We’d like to introduce a leg-swing exercise that can improve hip strength and range of motion in just five minutes a day.
It’s very simple to do! While holding onto the back of a chair, perform five movements—swinging your leg forward and backward, side to side, and moving your leg in a circular motion—each for 20 seconds, and repeat the set twice.
Just this alone helps develop the strength to support your lower back, the ability to steady yourself when you wobble, and your overall balance.
You can do it at home anytime without worrying about the weather or temperature, so it’s highly recommended.
[For Seniors] Exercises to Walk Again.
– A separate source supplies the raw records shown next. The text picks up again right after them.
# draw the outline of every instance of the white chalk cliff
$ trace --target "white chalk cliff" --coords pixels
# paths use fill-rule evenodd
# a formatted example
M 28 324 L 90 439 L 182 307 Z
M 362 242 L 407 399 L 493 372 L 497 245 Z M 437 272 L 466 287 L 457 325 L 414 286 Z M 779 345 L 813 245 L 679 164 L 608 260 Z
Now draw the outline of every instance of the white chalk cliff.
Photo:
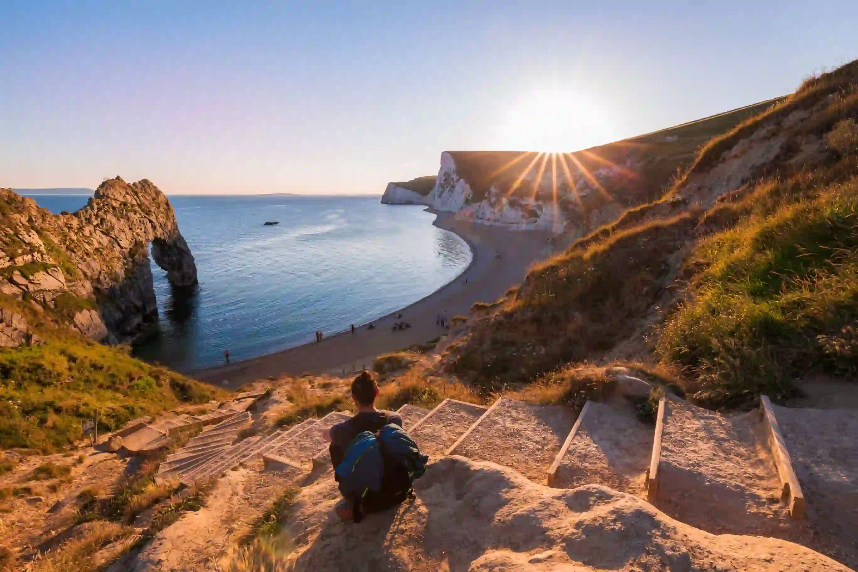
M 382 195 L 381 203 L 383 205 L 429 205 L 426 196 L 420 193 L 400 186 L 398 183 L 388 183 Z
Fall Prevention (11–20)
Ankle flexibility exercises

If your stride is short and you take quick, tiny steps when you walk, your ankles might be stiff.
So this time, we’ll introduce stretches to loosen up the ankle area.
First, use a desk or the back of a chair to stretch your calves.
Do it slowly on both sides, without overexerting yourself.
Next, focus on the ankles.
While holding onto the back of a chair as before, lift your toes as if stretching your calves, then tilt your foot to the side.
You should feel the muscles around your ankle stretching.
You can get a similar effect by placing your foot on a chair and pressing down as if you were stepping on a car’s accelerator.
To get your ankles working, it’s also important to support your body by moving it forward and backward while actively moving your toes and heels.
These exercises are simple, but you can expect results if you keep at them.
Toe strength training

If you feel like you’re getting more unsteady when you stand up or start walking, the cause might be that your weight is centered on your heels.
This time, we’ll introduce toe-strength exercises that help firmly support your body, along with exercises to prevent your center of gravity from shifting backward.
Prepare a chair and stand facing it.
Place your feet shoulder-width apart and perform a forward-bending motion as if to touch the chair seat, 10 times.
Be careful not to bend your knees.
Next is a glute exercise.
Stand with your heels and thighs together, tighten your buttocks, and then move your hips forward and backward while keeping them engaged.
You’ll see better results if you continue regularly, so try to do these consciously.
toe and heel raises

Here’s an exercise to lift the toes and heels that can help prevent falls.
By strengthening the muscles in your toes and heels, you can reduce the risk of tripping on steps or uneven surfaces and improve the push-off action when walking.
It can also boost circulation and help reduce swelling.
Sit in a chair and, keeping your heels on the floor, lift your toes; then lift your heels.
Do each movement 10 times.
Because it can be done while seated, it’s an accessible exercise even for older adults who find standing difficult.
Gluteus medius training

As we get older, it inevitably becomes harder to maintain our balance.
For older adults who feel their balance has been declining lately, I recommend training the gluteus medius.
You can do it standing, and it’s a routine you can continue without overexertion, so it’s reassuring.
Strengthening the mid-gluteal area helps stabilize your walking and can reduce the risk of falls.
The exercises I’m introducing today can be done a little each day, so they’re easy on the body.
Hold onto a chair or something stable, and move one leg at a time.